Pelas estatísticas oficiais, como a divulgada pelo Instituto DataSenado em parceria com o Observatório da Mulher contra a Violência (OMV), em 25 de novembro de 2023, a violência contra a mulher no Brasil aumentou nos últimos anos.
Só uma educação não sexista poderá fazer com que os homens se coloquem na posição das mulheres e esta educação deve ter início na família, quando mãe e pai dão o exemplo de uma divisão de trabalhos domésticos equitativos, sem aquele apelo de “ajuda” e sim de participação efetiva. O estímulo a brincadeiras que não coloquem as meninas com as bonecas ou fogões e panelas e os meninos com as bolas ou carrinhos também ajuda.
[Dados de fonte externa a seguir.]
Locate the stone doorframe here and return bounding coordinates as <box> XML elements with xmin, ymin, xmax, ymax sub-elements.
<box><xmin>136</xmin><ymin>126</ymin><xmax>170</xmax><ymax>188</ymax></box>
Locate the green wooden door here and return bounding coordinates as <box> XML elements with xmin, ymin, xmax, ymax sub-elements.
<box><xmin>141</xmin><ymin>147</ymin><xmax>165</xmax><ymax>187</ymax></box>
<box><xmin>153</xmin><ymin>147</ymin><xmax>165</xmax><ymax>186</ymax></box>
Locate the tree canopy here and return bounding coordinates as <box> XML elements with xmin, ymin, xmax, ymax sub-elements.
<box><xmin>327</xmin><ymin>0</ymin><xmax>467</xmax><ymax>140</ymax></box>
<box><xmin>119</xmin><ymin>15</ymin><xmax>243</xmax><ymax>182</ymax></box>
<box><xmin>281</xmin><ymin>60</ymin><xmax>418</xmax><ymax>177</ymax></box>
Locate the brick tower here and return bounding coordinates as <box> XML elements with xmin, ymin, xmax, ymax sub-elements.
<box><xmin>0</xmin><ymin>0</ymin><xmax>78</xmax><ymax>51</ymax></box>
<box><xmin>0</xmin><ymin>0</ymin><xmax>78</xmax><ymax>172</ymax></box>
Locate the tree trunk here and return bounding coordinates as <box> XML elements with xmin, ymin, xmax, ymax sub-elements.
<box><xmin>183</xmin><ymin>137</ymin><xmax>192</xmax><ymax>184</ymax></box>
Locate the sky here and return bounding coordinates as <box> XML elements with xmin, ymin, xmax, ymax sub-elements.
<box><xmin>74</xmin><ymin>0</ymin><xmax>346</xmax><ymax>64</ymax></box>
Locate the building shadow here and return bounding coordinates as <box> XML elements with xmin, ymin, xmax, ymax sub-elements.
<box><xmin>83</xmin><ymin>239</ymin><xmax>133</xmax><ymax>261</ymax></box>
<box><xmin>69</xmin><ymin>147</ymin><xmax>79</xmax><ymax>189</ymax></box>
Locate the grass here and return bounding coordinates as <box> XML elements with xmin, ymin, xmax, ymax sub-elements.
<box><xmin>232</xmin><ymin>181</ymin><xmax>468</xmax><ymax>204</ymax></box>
Esta educação deve se estender na escola, onde professoras e professores também respeitem essa proposta não sexista.
Ser mulher não é viver em um mar de rosas com água de lavanda. Ser mulher é ser resiliente.
Barra do Rio – Extremoz/RN, 7 de março de 2024
Iáris Ramalho Cortês, Advogada, Feminista, Artesã e integrante do Cfemea – Centro Feminista de Estudos e Assessoria.